Todo lo que Ramón Carrillo logró crear y organizar como funcionario de gobierno, lo dejó por escrito. Su voz fue motivo de admiración y respeto no sólo en el país; sus trabajos llegaron a todas las naciones limítrofes, incluso, a varios estados europeos. Por ejemplo, el apartado que se desprende de su plan de salud llamado “Política alimentaria en la Argentina”, fue el espejo en el que se reflejó la instauración de estrategias sanitarias en Uruguay, Chile y Brasil. Ramón escribió hasta sus últimos días. Poco antes de morir, le estaba dando forma a su obra más representativa: “Teoría general del hombre” que, según él la describió como “mi obra maestra”. La teoría…era un ensayo filosófico y antropológico de dos mil páginas que Carrillo concibió en su mente y que había comenzado a escribir desde hacía varios años. “Creo que estoy haciendo una obra monumental desde el punto de vista integral, es decir, filosófico y metafísico.
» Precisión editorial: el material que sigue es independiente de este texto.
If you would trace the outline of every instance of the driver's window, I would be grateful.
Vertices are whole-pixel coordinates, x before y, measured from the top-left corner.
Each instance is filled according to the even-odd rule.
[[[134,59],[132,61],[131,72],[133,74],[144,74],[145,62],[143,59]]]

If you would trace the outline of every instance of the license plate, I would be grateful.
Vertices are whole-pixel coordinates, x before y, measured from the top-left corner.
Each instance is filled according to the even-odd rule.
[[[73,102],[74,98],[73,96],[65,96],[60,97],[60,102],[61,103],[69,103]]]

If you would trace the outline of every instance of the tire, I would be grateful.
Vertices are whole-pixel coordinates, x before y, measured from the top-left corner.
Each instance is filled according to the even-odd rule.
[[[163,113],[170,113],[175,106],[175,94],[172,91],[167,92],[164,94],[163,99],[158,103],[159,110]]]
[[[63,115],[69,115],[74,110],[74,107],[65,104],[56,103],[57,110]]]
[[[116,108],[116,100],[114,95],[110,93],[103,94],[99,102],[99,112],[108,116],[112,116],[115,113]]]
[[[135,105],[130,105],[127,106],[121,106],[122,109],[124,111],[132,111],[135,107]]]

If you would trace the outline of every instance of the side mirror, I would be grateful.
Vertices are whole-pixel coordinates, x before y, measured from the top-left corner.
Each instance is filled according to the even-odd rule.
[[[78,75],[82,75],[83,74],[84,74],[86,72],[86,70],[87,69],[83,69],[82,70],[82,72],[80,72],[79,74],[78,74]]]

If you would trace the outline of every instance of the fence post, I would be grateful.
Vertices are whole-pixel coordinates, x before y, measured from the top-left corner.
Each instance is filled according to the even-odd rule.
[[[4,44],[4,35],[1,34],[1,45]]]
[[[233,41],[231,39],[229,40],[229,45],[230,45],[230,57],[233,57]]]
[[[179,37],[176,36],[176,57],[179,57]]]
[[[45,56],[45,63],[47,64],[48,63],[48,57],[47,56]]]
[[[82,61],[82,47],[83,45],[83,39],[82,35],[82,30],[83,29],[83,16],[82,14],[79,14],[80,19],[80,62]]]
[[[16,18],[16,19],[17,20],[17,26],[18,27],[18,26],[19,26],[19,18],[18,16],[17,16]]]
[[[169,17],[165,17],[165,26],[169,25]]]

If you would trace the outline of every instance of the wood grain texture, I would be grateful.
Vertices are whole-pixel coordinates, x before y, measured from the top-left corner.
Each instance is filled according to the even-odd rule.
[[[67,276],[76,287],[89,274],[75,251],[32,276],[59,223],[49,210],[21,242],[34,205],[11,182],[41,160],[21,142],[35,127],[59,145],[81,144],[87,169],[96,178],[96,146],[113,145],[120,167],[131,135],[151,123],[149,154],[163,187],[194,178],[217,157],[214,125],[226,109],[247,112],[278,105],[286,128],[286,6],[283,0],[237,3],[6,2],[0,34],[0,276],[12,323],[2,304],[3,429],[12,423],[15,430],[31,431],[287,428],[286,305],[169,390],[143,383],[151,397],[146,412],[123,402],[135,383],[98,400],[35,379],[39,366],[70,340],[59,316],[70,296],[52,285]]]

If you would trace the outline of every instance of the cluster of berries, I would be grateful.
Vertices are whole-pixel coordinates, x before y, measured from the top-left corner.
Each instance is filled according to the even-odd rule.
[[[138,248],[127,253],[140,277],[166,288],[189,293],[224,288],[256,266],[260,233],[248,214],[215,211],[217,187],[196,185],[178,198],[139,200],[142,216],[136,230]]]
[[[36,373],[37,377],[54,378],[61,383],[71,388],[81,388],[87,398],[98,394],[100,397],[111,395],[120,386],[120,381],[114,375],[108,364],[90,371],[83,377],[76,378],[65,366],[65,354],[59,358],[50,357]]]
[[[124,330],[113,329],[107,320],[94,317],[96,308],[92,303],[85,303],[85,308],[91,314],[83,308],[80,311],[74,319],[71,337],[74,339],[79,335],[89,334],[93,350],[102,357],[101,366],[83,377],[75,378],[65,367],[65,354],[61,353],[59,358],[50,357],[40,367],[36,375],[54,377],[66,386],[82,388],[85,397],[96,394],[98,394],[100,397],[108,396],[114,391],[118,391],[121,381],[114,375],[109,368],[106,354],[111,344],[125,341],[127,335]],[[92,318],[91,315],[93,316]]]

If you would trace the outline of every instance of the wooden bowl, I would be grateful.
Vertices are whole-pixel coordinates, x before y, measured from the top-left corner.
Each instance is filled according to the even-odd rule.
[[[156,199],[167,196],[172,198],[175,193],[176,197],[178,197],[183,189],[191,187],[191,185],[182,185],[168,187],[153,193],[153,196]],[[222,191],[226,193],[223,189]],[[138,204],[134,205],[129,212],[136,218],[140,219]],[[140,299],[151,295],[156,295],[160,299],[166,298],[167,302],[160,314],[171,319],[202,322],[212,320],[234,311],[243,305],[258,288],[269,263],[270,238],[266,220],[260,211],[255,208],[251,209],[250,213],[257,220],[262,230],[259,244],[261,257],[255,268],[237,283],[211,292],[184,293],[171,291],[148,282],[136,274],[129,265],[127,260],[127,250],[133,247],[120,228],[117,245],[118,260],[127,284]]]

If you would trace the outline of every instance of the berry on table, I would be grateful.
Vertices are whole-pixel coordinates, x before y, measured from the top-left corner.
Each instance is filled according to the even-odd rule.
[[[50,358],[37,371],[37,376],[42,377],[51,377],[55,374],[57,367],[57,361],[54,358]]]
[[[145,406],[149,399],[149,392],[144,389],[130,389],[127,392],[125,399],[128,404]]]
Después de eso si no me consideran un Kant o un Bergson, le pasará raspando”, le comentaba en una carta fechada el 20 de marzo de 1956, desde el exilio, y con su típico tono irónico, a su hermana Carmen. Pero aquellos innovadores escritos nunca se conocieron en público (salvo en una conferencia dada en la facultad de derecho del Estado de Do Pará, Brasil, en 1956); de ningún modo fueron editados para ser exhibidos en forma masiva, pues, tras la muerte de Ramón la obra quedó reservada sólo a su círculo familiar. 

Parte II

Cartas desde el exilio

La catástrofe de los Carrillo comenzó en Estados Unidos. Tras haber renunciado a su cargo de ministro y de haber solicitado licencia por sus cátedras, Ramón y su familia partieron del puerto de Buenos Aires el 15 de octubre de 1954, a bordo de la motonave “Evita”. La decisión del periplo guardaba dos motivos: mediante una beca otorgada por un laboratorio extranjero, le habían ofrecido la posibilidad de estudiar los efectos de un nuevo antibiótico. La segunda razón respondía a motivos de salud. Ramón Carrillo sufría de hipertensión arterial maligna, (tal vez debido a las secuelas que le dejó una grave difteria padecida a los 31 años) la que lo dejaba literalmente derrumbado en la cama con fuertísimos dolores de cabeza. En los últimos años su salud había empeorado tanto que ya no encontraba en la medicina de su país la forma de controlar las devastadoras cefaleas. Si bien en los Estados Unidos consiguió una leve mejoría, el deterioro de su humanidad seguía en aumento: Ramón llegó a tomar ocho aspirinas diarias.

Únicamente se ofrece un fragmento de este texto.